3

I am reading a slide which says GLM are neural networks. https://owars.info/mario/2020_Wuthrich.pdf

The authors showed that if you have an exponential function as the activation function of a very simple 1-layer neural network, then it corresponds to Poisson regression, which is a type of GLM.

My question is: for the general GLM, what should be the corresponding activation function if the GLM were represented as a neural network?

Fraïssé
  • 1,540
  • 2
    the key is to have only one layer; different activations would correspond to different "link functions" in GLM parlance; there is no single activation function which makes a neural net into a GLM. – John Madden Oct 04 '23 at 19:55
  • 1
    It is worth noting that a $\log$ link is not synonymous with Poisson regression. A $\log$ link could be used for other likelihoods, such as gamma or negative binomial (even Gaussian is theoretically possible). Thus, the claim that an exponential activation function (inverse of a logarithmic link function) corresponds to Poisson regression is not correct. // I once posted a possible related question on AI.SE. – Dave Oct 05 '23 at 13:13
  • 1
    It is the combination of corresponding loss, inverse link activation and 0 hidden layer architecture that mimics a GLM via gradient descent. Exactly how it is written in Mario's notes, btw. – Michael M Oct 05 '23 at 14:28

2 Answers2

7

My question is: for the general GLM, what should be the corresponding activation function if the GLM were represented as a neural network?

If you have a model for the expectation of the form:

$$\mu = g^{-1}(X\beta)$$

In GLM jargon, $X\beta=\eta$ is the linear prediction, and $g$ is the link function.

Then it can be equally stated as a neural network with a single layer and $g^{-1}$ as the activation function.

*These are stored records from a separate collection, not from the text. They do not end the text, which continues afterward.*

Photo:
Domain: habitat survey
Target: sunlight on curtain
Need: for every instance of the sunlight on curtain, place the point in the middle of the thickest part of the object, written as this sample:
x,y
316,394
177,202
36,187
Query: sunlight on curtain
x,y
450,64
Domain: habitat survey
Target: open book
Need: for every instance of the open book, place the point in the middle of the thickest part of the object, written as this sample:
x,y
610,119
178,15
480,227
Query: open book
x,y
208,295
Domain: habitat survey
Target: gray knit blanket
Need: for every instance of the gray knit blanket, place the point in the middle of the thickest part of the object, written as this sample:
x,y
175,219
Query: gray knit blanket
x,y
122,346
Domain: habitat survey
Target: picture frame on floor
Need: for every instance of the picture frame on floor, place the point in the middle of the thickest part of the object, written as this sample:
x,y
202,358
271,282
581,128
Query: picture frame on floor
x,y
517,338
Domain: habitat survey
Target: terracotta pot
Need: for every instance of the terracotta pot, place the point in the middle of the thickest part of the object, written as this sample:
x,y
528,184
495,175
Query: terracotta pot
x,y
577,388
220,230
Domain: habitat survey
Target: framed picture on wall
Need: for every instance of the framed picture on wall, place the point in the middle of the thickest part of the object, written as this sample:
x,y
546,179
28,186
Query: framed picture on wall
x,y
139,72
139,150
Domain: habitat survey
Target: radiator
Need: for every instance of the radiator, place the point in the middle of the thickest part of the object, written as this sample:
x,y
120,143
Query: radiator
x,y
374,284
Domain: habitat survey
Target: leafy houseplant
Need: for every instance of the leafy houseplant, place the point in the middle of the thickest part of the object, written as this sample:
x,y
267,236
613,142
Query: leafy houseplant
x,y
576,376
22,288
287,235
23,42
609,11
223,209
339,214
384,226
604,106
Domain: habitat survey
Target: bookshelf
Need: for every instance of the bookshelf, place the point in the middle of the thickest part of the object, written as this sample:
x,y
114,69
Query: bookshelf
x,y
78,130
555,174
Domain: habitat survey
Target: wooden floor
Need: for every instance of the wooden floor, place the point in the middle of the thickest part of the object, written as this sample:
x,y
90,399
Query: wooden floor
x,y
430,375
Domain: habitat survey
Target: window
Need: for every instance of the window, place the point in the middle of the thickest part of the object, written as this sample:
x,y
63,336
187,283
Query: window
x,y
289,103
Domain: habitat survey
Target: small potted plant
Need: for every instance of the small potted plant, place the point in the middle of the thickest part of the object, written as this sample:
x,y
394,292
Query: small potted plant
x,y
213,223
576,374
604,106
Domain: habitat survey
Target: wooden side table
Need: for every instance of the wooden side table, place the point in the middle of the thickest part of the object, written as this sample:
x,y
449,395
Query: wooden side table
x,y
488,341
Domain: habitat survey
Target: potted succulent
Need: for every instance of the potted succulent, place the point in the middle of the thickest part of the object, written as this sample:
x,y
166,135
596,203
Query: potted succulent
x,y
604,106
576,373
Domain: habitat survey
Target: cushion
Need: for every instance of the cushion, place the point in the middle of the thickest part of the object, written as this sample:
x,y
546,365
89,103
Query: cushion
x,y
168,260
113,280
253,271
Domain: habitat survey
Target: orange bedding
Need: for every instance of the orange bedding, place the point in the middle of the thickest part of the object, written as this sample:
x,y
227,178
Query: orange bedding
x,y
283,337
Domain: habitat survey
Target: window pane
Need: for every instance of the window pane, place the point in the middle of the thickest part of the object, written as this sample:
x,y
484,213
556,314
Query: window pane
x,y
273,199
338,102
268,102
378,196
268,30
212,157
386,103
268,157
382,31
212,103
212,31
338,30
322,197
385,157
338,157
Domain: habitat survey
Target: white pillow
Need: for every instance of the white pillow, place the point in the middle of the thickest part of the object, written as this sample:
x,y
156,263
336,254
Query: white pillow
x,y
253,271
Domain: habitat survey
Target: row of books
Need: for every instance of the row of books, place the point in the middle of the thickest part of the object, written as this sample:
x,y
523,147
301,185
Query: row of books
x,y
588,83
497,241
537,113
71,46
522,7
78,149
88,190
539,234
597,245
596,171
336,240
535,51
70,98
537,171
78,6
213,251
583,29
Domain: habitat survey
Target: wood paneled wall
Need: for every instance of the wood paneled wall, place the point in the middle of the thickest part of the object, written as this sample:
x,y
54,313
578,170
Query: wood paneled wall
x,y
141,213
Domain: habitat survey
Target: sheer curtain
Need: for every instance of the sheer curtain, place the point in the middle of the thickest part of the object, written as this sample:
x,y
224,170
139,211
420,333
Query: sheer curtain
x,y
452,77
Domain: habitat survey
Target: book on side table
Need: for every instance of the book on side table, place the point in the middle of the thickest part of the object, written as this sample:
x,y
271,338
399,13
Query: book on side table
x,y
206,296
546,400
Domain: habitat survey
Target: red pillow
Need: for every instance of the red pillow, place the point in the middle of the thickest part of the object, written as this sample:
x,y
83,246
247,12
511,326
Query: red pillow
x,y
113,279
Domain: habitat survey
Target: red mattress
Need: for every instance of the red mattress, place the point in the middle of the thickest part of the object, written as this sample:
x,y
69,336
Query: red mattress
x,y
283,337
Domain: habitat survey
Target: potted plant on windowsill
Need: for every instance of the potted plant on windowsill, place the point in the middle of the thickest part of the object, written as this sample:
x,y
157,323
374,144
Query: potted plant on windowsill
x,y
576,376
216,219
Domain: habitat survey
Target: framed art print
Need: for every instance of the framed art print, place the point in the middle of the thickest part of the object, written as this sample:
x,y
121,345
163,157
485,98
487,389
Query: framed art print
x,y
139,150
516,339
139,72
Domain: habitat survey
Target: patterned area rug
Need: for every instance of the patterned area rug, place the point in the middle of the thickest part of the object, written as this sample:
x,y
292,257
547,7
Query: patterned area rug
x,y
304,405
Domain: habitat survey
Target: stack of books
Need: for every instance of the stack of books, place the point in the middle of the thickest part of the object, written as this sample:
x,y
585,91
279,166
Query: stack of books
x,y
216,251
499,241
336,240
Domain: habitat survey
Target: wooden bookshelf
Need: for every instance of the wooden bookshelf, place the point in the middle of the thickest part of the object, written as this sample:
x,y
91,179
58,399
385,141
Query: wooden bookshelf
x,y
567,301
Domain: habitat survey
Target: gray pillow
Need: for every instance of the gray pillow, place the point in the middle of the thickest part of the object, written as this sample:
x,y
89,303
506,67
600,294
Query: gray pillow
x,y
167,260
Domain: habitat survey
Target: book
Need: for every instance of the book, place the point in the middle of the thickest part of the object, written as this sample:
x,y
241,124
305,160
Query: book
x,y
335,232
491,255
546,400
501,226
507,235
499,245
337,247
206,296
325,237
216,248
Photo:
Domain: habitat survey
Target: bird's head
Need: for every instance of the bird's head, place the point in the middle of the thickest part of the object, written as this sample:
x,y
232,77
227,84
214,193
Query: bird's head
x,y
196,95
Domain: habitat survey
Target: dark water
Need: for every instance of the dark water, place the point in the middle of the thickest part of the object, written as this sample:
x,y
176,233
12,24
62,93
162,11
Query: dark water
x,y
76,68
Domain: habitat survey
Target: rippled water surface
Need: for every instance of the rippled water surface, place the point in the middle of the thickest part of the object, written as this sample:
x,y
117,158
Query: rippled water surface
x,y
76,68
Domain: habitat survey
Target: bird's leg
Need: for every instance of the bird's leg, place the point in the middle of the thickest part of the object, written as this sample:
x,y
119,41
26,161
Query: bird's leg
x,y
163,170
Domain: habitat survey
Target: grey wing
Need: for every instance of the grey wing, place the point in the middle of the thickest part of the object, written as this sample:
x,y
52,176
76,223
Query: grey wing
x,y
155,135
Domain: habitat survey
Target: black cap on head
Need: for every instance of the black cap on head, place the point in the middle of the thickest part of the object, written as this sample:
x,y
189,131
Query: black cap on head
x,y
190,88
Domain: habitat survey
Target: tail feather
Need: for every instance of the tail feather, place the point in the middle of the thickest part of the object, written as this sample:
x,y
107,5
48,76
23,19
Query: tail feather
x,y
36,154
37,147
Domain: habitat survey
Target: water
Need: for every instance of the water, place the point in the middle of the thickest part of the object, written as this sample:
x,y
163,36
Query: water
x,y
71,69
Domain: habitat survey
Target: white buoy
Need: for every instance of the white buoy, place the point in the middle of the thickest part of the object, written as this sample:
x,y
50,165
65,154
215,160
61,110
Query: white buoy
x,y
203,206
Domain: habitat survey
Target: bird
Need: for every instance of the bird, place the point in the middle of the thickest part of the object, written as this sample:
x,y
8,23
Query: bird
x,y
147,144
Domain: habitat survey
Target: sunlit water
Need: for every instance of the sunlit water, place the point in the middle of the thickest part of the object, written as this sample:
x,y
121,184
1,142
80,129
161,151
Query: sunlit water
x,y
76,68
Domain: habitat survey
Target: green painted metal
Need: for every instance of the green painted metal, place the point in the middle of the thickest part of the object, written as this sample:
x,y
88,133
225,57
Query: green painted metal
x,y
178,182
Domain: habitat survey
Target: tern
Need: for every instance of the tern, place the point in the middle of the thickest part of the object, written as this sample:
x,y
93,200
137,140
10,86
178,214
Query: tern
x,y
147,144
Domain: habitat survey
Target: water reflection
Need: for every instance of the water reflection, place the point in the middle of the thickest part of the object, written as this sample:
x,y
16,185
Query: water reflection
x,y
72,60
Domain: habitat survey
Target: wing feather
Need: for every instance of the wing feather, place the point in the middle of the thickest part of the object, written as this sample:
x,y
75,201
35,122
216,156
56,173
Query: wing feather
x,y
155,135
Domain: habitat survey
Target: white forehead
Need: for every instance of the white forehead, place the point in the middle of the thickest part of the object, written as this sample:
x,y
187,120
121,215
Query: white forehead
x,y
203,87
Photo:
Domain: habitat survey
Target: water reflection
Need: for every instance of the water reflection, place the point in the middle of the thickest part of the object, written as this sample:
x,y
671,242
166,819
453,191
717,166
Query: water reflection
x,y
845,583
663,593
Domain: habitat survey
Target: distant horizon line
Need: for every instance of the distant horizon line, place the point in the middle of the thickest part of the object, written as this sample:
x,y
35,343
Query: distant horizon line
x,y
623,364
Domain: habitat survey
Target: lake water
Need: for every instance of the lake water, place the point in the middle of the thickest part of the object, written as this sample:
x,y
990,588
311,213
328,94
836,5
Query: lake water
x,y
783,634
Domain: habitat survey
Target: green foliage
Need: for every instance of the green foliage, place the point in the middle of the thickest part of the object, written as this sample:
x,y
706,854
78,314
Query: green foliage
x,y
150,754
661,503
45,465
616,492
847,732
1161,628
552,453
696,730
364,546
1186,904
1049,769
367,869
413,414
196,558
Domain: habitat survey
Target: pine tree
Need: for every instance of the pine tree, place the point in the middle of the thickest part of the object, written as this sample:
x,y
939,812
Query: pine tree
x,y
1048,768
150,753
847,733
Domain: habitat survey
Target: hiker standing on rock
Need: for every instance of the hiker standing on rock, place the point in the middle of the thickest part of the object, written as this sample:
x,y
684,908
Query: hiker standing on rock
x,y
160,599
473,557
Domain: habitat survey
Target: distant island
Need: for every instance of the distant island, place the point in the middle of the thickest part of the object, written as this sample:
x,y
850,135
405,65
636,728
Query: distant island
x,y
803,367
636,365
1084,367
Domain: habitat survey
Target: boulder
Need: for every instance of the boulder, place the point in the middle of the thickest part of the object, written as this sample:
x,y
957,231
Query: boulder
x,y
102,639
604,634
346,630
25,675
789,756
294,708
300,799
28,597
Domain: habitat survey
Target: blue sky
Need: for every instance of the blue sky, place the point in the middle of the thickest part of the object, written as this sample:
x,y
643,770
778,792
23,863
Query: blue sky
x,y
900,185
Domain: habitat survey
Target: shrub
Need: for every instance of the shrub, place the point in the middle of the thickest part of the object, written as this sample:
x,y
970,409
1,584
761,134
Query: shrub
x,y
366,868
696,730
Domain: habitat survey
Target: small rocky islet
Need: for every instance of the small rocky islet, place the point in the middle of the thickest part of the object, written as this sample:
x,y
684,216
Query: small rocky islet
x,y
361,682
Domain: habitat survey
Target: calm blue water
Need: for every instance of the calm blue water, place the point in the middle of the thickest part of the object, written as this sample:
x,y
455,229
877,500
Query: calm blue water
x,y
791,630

Note, however, as @Sycorax and @Dave mentioned, a linear predictor and a link function do not a GLM make. A GLM also has another component: an assumption on the conditional expectation of the response variable. In GLMs, we assume the response is distributed, conditional on the predictors, according to a particular distribution from the exponential family. Different choices entail different likelihoods.

Firebug
  • 19,076
  • 6
  • 77
  • 139
5

An activation function alone does not make a neural network into a GLM. There are three defining features of a GLM:

  1. The loss function. A GLM maximizes the likelihood of a probability model, so to make a NN into a GLM, we need to optimize the same function.
  2. No hidden layers. A GLM is a linear model, so our NN must also be a linear model.
  3. The link function. GLMs use a link function to relate the linear predictor to the likelihood, and we need the NN to match that.

Here's an example of how to put these facts together to make a logistic regression NN. Is logistic regression a specific case of a neural network?

And a general recipe for getting losses that correspond to exponential family losses, such as those used in GLMs How to construct a cross-entropy loss for general regression targets?

But no particular regression model is a "general GLM," so there is no neural network that corresponds to a "general GLM."

Sycorax
  • 90,934